EduEval: A Hierarchical Cognitive Benchmark for Evaluating Large Language Models in Chinese Education
Guoqing Ma, Jia Zhu, Hanghui Guo, Weijie Shi, Yue Cui, Jiawei Shen, Zilong Li, Yidan Liang
TL;DR
EduEval addresses the need for rigorous evaluation of LLMs in Chinese education by introducing a hierarchical benchmark grounded in the EduAbility Taxonomy (Bloom + DOK + Ethics). It combines authentic data sources across primary to high school levels and 24 task types, enabling cross-cutting assessment of memory, understanding, application, reasoning, creativity, and ethics. Evaluating 14 models under zero- and few-shot settings reveals strong recall but weak performance on authentic classroom tasks and complex reasoning, with open-source models sometimes exceeding proprietary systems on education-specific reasoning. The results inform targeted curriculum-based pre-training and architecture improvements, and the authors propose expanding EduEval with multimodal tasks and finer metrics. Overall, EduEval offers a scalable, authentic, and theory-grounded framework to guide the development of LLMs that better support Chinese K-12 education.
Abstract
Large language models (LLMs) demonstrate significant potential for educational applications. However, their unscrutinized deployment poses risks to educational standards, underscoring the need for rigorous evaluation. We introduce EduEval, a comprehensive hierarchical benchmark for evaluating LLMs in Chinese K-12 education.
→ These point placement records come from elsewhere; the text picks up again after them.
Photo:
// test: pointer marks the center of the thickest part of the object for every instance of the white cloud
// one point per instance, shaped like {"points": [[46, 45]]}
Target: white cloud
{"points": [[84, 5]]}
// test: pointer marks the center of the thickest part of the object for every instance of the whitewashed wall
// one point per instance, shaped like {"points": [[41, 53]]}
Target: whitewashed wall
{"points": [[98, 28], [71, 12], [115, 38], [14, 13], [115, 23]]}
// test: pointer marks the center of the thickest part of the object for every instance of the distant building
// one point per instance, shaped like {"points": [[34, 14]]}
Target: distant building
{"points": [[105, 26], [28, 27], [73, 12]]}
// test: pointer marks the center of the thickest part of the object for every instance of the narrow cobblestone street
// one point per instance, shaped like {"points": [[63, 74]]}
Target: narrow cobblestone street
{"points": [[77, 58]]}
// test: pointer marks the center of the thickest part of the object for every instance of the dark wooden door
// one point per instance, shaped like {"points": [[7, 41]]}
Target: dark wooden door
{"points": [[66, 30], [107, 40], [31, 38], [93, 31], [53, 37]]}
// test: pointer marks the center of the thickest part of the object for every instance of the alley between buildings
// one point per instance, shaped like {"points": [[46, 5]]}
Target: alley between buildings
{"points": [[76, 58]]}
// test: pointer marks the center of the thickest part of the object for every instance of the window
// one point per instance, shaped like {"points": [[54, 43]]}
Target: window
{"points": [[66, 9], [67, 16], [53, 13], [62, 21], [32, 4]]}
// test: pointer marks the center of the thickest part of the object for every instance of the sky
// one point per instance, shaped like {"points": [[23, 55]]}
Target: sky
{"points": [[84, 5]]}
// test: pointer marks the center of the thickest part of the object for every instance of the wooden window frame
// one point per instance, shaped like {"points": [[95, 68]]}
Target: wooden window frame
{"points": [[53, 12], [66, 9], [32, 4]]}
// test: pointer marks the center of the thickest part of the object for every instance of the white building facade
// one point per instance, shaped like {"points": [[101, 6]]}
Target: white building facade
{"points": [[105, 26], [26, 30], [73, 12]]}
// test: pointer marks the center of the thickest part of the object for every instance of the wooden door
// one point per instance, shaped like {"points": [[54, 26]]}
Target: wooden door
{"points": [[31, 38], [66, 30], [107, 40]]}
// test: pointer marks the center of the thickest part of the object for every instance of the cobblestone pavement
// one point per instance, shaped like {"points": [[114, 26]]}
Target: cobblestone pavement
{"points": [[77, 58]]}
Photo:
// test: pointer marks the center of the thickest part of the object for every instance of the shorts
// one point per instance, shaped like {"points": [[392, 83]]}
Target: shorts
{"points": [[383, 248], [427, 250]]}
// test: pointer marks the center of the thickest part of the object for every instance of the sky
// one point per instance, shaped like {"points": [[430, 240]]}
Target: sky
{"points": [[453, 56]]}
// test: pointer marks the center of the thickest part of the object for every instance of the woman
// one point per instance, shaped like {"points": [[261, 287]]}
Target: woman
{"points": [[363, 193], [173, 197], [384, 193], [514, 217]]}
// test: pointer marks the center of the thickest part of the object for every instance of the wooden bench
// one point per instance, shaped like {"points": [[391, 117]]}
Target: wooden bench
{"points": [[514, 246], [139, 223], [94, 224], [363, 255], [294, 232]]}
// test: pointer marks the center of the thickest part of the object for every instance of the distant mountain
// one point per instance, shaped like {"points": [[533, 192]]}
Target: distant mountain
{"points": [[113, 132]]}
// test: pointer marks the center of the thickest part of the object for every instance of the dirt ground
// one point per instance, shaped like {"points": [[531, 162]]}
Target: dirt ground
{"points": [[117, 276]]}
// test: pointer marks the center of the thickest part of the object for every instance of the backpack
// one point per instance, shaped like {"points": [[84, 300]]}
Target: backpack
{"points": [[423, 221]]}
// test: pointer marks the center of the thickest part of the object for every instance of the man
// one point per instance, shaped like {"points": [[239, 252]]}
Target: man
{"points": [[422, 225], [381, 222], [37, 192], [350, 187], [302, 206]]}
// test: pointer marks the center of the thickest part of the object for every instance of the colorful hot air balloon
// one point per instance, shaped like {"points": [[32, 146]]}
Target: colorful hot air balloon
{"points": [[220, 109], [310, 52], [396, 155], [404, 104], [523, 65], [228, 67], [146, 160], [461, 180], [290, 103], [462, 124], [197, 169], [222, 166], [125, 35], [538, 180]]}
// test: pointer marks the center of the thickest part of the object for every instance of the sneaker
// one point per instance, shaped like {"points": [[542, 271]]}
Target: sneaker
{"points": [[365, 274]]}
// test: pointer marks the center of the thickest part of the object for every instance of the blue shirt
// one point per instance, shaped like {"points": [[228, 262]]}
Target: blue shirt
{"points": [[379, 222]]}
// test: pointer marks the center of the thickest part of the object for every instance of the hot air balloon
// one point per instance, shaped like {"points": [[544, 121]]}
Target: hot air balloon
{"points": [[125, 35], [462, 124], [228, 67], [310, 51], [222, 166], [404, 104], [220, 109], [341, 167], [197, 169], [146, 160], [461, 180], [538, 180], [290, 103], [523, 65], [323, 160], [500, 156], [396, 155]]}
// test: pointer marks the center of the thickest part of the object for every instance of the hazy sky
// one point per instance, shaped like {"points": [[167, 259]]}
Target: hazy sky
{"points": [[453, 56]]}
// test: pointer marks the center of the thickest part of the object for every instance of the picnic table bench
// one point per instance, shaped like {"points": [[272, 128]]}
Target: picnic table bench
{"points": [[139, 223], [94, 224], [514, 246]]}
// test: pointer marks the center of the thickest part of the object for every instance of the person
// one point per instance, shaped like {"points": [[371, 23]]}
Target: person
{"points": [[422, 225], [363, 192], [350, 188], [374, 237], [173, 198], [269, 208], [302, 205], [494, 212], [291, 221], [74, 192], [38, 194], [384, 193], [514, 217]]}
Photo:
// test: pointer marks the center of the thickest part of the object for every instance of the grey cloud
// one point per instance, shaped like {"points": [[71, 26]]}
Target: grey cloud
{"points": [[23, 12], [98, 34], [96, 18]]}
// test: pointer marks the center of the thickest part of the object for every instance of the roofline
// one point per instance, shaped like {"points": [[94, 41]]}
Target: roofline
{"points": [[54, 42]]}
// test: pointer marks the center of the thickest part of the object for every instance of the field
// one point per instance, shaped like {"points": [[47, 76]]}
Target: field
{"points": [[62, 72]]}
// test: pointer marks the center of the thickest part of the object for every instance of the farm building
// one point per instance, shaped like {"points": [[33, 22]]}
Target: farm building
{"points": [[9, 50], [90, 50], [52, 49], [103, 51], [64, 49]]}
This benchmark makes three key contributions: (1) Cognitive Framework: We propose the EduAbility Taxonomy, which unifies Bloom's Taxonomy and Webb's Depth of Knowledge to organize tasks across six cognitive dimensions including Memorization, Understanding, Application, Reasoning, Creativity, and Ethics. (2) Authenticity: Our benchmark integrates real exam questions, classroom conversation, student essays, and expert-designed prompts to reflect genuine educational challenges; (3) Scale: EduEval comprises 24 distinct task types with over 11,000 questions spanning primary to high school levels. We evaluate 14 leading LLMs under both zero-shot and few-shot settings, revealing that while models perform well on factual tasks, they struggle with classroom dialogue classification and exhibit inconsistent results in creative content generation. Interestingly, several open source models outperform proprietary systems on complex educational reasoning. Few-shot prompting shows varying effectiveness across cognitive dimensions, suggesting that different educational objectives require tailored approaches. These findings provide targeted benchmarking metrics for developing LLMs specifically optimized for diverse Chinese educational tasks.